When it got cold, I could smell gasoline. I found the shut off on the sediment bowl on my WD45 dripping. I remembered, from my days doing many service calls on these tractors, no standard wrench would fit the hex on the assembly, where it tightens into the bowl base. So I grabbed my metric wrenches, and none would fit! Then I grabbed my little 3/8"x7/16" open end wrench. It wouldn't fit! Then I dug out a little old cheapy end wrench I had ground to fit, and tightened it up.
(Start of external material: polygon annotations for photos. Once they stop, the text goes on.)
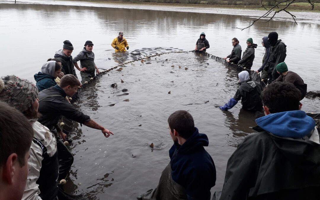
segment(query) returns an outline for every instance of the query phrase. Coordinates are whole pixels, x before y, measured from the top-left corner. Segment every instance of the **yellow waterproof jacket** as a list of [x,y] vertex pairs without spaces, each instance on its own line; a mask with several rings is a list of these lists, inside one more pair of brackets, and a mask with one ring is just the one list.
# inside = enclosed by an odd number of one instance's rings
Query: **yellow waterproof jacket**
[[[115,51],[116,52],[125,52],[126,51],[125,48],[129,46],[127,42],[127,40],[124,39],[124,37],[122,38],[122,39],[121,41],[119,41],[119,38],[117,37],[113,39],[112,42],[111,43],[111,45],[115,49]],[[119,47],[119,49],[116,49],[116,47],[117,46]]]

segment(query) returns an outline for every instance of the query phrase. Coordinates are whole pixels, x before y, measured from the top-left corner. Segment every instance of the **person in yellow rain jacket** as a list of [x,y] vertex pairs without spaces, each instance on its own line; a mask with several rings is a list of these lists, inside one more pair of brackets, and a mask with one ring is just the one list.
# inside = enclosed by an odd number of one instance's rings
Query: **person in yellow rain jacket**
[[113,39],[111,45],[115,49],[116,52],[126,51],[129,49],[129,45],[128,45],[127,40],[123,37],[123,32],[119,32],[119,36]]

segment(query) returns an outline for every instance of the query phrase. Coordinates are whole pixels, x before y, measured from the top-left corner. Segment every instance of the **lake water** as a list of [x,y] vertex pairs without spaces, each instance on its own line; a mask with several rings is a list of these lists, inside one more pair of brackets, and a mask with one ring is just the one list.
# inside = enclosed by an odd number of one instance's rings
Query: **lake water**
[[[318,13],[295,13],[298,25],[282,15],[276,20],[241,31],[232,28],[245,27],[246,20],[261,12],[67,1],[12,2],[0,1],[1,76],[14,74],[34,82],[33,75],[62,48],[65,40],[73,44],[74,56],[86,40],[92,41],[96,64],[107,69],[136,56],[192,50],[203,31],[210,43],[207,52],[220,57],[230,52],[232,38],[239,39],[243,51],[246,39],[252,38],[258,47],[252,69],[257,69],[263,52],[261,39],[275,31],[287,46],[286,62],[289,70],[300,75],[308,91],[319,90]],[[110,44],[120,31],[130,49],[127,53],[115,54]],[[81,92],[76,106],[115,135],[105,139],[100,131],[77,123],[73,125],[70,137],[74,141],[70,148],[75,161],[64,187],[68,192],[85,193],[92,199],[133,199],[155,187],[170,161],[168,151],[172,142],[167,118],[178,109],[189,110],[200,132],[208,135],[209,145],[206,149],[217,170],[212,193],[221,189],[228,159],[237,144],[254,132],[251,127],[255,125],[254,114],[240,109],[240,103],[228,112],[215,107],[233,96],[236,72],[191,52],[166,54],[148,62],[136,61],[122,71],[111,71]],[[110,87],[114,83],[117,89]],[[124,88],[129,94],[116,96],[123,93]],[[126,99],[129,101],[122,101]],[[301,102],[306,111],[320,112],[318,98],[305,98]],[[115,105],[108,106],[111,104]],[[153,149],[148,146],[152,142]]]

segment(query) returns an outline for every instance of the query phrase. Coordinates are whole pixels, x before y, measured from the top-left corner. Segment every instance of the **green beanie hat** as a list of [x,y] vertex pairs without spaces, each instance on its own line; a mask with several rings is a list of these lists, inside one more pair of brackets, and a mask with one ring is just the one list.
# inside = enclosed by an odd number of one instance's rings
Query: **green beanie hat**
[[287,64],[284,62],[281,62],[277,65],[276,69],[277,71],[281,73],[288,71],[288,67],[287,67]]
[[247,40],[247,42],[249,42],[250,43],[251,43],[251,44],[253,44],[253,40],[252,40],[252,38],[251,37],[249,37],[248,38],[248,39]]

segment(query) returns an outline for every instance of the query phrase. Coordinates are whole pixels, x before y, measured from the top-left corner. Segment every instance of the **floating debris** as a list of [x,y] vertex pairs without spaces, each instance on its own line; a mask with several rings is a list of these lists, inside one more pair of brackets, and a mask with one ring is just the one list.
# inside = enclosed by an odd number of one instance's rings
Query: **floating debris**
[[118,85],[117,85],[116,83],[113,83],[111,84],[111,87],[113,87],[114,88],[115,88],[117,87],[118,87]]

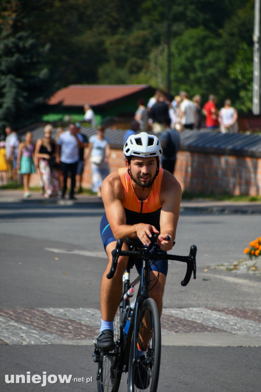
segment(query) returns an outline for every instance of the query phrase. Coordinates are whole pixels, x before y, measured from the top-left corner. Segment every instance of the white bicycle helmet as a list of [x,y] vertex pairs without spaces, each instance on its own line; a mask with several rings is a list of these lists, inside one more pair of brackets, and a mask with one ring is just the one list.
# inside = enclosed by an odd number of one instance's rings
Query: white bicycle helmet
[[123,147],[123,153],[126,157],[161,157],[162,149],[156,136],[141,132],[128,137]]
Then I was recalling how I was frustrated, again, years ago, that the hex on the bowl assembly itself(where it screws into the tank) was also non-standard. Somewhere around here I have a very expensive Snap On 18MM open end wrench I bought just for this purpose. (This was before I had any metric tools.)

Does anyone know why this is? Kind of like, any spark plugs I have used are metric thread.
 
Old stuff can be worn or damaged so wrenches don't fit tight. An older diesel mechanic once told me that in larger (like 9/16" and up) sizes many times metric and standard sizes are close enough to interchange--that's kinda what I've seen too. That said I've always thought the lug nuts on my 2001 GMC Sierra 1500 fell like a loose fit in any socket I tried--metric and standard--I'm not sure what they are supposed to be.

All the glass gas strainer bowls I've seen had kenneled nuts for finger tightening.
 
Those packing nuts on the sediment bowl valves are a maintenance issue. For that reason, I leave mine turned on and put a plastic ball type shut off valve and a filter in the fuel line.